「ヘビの檻に生きたウサギ 動画投稿者『餌あげ何が悪い』」という見出しで、次のような吐き気のする記事が新聞に載っていた。
「生きたウサギやハムスターをヘビに食べさせる様子を配信していた自称ユーチューバーの男性を、動物愛護団体が「虐待にあたる」と刑事告発した。動物愛護法は正当な理由なく危害を加えることを禁じるが、「生き餌」に関する規定はない。動画の内容をどう評価するか、捜査機関は難しい判断を迫られそうだ」(2021/01/17朝日新聞)。

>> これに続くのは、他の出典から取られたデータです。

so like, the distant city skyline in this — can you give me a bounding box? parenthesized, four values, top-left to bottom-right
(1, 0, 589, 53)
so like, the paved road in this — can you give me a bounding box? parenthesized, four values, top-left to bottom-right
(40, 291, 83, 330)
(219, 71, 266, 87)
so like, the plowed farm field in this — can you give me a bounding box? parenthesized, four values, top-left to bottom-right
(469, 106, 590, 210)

これもまた昨日本欄に書いた「アニマルウェルフェア(Animal Welfare)」に関わり、また公序良俗に係る軽?犯罪ということにならないのだろうか?
記事によれば、この投稿者は、「生き物が死ぬ瞬間が含まれます。見たくない方は終了して下さい」と警告を載せているとはいうのだが、その中身は「ハムスターやウサギ、ウズラやモルモットが、それぞれヘビやトカゲがいるケージ内に放り込まれ、捕らえられて数分間かけて食べられる様子が生々しく映し出され」ているのだそうだ。

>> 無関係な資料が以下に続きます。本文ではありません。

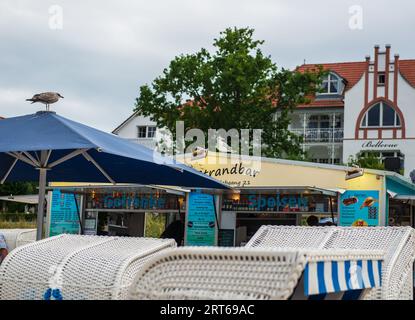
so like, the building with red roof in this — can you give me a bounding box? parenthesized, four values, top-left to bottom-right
(285, 45, 415, 177)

もとより食物連鎖というこの生物世界を形成している食うか食われるかの循環は、本質的に自然界の成り立ちを整序なものとして作り上げていて、それが人間の目からしていかに凄惨に見えようとも全体として自然界が成立していく要件であるという厳然たる事実である以上、そこにいささかの加えるものも差し引くものも有りはしない。それでいて人間社会におけるモラルの中にはそれをナマのまゝに肯定しないもの、敢えてこれを「ヒューマニズム」という。現に、こういう残虐な映像を見慣れていくことで崩れていく心が人に備わっている。おそらくそれは人間だけにのみ備わっているものであるらしい。それだけに、この残酷さに慣れてしまうことが暴力や残虐さを誘引し、ヒトは一撃で他人を殺傷する能力を持たないがゆえに生じた殺意を抑制する能力も無く、ために殺人から戦争までの残酷さに進んでしまう。

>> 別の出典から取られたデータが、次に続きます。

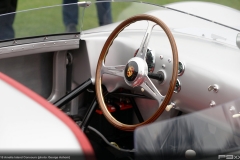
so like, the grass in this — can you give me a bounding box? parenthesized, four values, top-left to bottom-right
(13, 0, 240, 38)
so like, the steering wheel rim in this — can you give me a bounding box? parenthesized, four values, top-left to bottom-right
(95, 14, 178, 131)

この種の投稿者たちは、あらかじめ忠告し注意したのだから、それでも見ようというのは自己責任だと言いたいのだろうが、恐いもの見たさにそのおぞましい光景を見たくなる心理を逆なでして、かつそこで責任を一気に手放しかつ放棄してしまうインモラルな行為はやはり大きな問題が有ると言わなければならない。
わけても投稿サイトではこれによって多くの視聴者を獲得し、それによって広告掲載数が上がれば投稿者の所得になるという点で、「親の因果が子に報い」と客寄せしている村祭りの出し物よろしく、彼にとってそれなりの収入になるというあの禍々(まがまが)しさに通ずる。それゆえに投稿者はますますもって残虐性を強調していこうとするのではないだろうか?
上記記事は「捜査機関は難しい判断を迫られている」というが、捜査機関を引っ張り出すまでも無くサイト側で分かり易い論理をもってルール化し、それによって毅然とした処置を講じるべきであろうに。